The Senior Member accepted that up to seven horses were maintained on the land as broodmares but concluded that, due to the lack of evidence, the Appellant had not demonstrated that the animals were maintained on the land for the dominant purpose of natural increase or sale (at [15] and [17]).
Similarly, the Tribunal found that, given the absence of any financial reports, business plan or strategic documents, there was insufficient evidence on which a finding could be made that the use of the land had a commercial purpose or character, let alone that it was significant and substantial (at [54] and [57]).
Submissions
Primary production
The Appellant submitted that the Tribunal erred when it found that the absence of evidence as to the extent to which the land was used for the purpose of maintaining horses, as opposed to the extent to which it was unused, led it to conclude that she had failed to satisfy the criterion of primary production (at [19]). The Applicant submitted that the Tribunal had failed to account for the Appellant’s intention regarding the use of the land (at [21]). The Appellant had relied on affidavit evidence from Mr Angelo Ferella which asserted that the dominant use of the land was for the stated primary production purpose; and that the Tribunal could have inferred intention from the materials before it (at [33]).

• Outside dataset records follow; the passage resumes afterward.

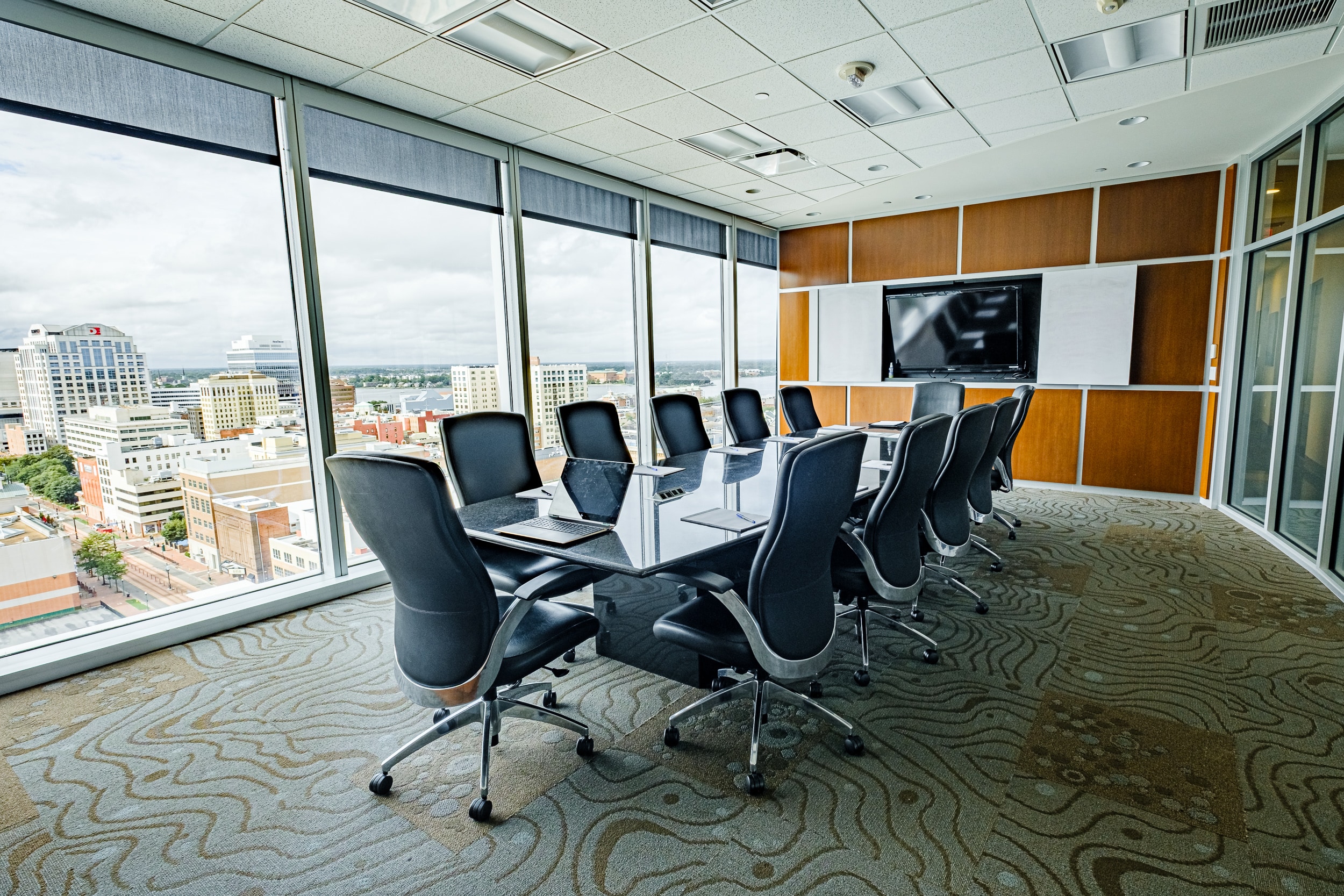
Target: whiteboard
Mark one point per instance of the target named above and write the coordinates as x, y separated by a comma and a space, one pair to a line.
1086, 326
850, 334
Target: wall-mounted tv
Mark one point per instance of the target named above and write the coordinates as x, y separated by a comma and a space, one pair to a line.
964, 327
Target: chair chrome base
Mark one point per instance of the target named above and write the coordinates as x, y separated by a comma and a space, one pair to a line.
490, 711
761, 691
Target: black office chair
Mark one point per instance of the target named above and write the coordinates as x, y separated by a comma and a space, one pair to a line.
881, 559
744, 415
937, 397
593, 431
799, 412
1002, 475
460, 648
980, 496
785, 629
678, 424
945, 524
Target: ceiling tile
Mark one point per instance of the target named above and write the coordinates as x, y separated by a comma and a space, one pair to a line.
616, 23
612, 82
791, 28
562, 148
667, 157
1127, 89
682, 116
542, 106
332, 27
971, 35
1234, 63
926, 131
939, 154
487, 123
1020, 112
612, 135
891, 66
404, 96
740, 96
698, 54
1011, 76
811, 124
268, 52
452, 71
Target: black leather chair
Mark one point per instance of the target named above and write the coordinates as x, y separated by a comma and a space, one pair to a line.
678, 424
799, 412
945, 523
980, 496
880, 561
744, 415
785, 629
460, 648
937, 397
593, 431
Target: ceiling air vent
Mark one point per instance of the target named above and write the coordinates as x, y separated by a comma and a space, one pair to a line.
1225, 25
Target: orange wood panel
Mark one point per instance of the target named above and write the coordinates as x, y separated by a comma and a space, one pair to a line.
871, 404
1033, 232
1171, 319
918, 245
1225, 241
1139, 440
1162, 218
815, 256
793, 336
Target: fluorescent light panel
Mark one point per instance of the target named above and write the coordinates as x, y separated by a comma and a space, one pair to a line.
897, 103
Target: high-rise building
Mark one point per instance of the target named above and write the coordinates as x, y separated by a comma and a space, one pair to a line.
270, 355
65, 371
235, 401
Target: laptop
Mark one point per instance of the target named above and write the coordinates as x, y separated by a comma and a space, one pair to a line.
588, 501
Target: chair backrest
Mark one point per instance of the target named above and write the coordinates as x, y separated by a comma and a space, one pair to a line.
937, 397
445, 612
891, 531
488, 454
799, 412
982, 492
947, 501
744, 415
1023, 394
592, 431
789, 589
678, 424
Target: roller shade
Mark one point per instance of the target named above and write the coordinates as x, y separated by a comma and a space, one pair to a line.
689, 233
568, 202
57, 78
356, 152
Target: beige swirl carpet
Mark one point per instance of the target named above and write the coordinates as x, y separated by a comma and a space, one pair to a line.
1155, 706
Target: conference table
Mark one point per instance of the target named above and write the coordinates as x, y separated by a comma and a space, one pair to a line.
651, 536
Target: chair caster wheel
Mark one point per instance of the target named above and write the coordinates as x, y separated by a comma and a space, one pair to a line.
480, 809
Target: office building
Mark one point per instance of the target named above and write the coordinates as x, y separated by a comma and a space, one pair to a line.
235, 401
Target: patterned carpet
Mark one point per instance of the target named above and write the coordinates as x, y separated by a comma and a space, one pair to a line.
1154, 706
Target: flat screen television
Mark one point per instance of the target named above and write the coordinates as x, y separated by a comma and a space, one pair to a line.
961, 327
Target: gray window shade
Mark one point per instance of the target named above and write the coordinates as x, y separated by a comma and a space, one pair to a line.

The Chief Commissioner submitted that the Tribunal was correct in its conclusion that the Appellant failed to discharge her onus, and the issue of whether part of the land was unused was never an issue before the Tribunal (at [21]).
Commerciality Test
The Appellant submitted that the Tribunal’s decision was based on the “slenderness” or low intensity of the horse breeding operation, and that it did not have adequate regard to principles as to use and intention as endorsed in Saville (at [39]).
The Chief Commissioner submitted that the Appellant had not discharged her onus because she did not provide the requisite evidence to satisfy the requirements of commerciality under the LTMA (at [40]).
Decision
Dominant primary production use
The Appeal Panel rejected the Appellant’s submission that the Tribunal made its decision based on an absence of evidence concerning how much of the land was used as opposed to unused. The Appeal Panel found that the Tribunal had in fact objectively considered all the material before it with respect to the use of land (at [35]; see also [28]).
The Appeal Panel did not accept the Appellant’s submission that the Tribunal had failed to account for intention, noting that drawing an inference as to intention is not justified when the onus is on the Appellant to prove the land’s use. Intention is also ultimately a small part of the facts and circumstances to be taken into account, and there was no evidence that the relevant periods could be regarded as hiatus years for the purposes of land management, the consequence being that intention has little to no weight in this case (at [34]).
Accordingly, the Appeal Panel held that the Tribunal’s processes were “both orthodox and rational” and that it was open on the material before it to find that the Appellant had not discharged her onus (at [28] and [32]).
Commerciality test
The Appeal Panel held that the Tribunal, in considering s. 10AA(2) of the LTMA, did not err in taking account of the size of the horse breeding operation, including the number of brood mares involved, the foals produced, progeny sold, and the existence or absence of profits, financial accounts and business plans. The Appeal Panel approved White J’s statements in Vartuli v Chief Commissioner of State Revenue [2014] NSWSC 678 98 ATR 545 at [109] –[111] (at [43]).
In conclusion, the Appeal Panel found that there was no error of law affecting the Tribunal’s decision, and there was no basis for granting leave to appeal on the merits, as the Tribunal’s conclusions were “clearly open on the material before it”, there being “no obvious errors” (at [45]-[47]).
Orders
The Appeal Panel refused leave to appeal on the merits and dismissed the appeal.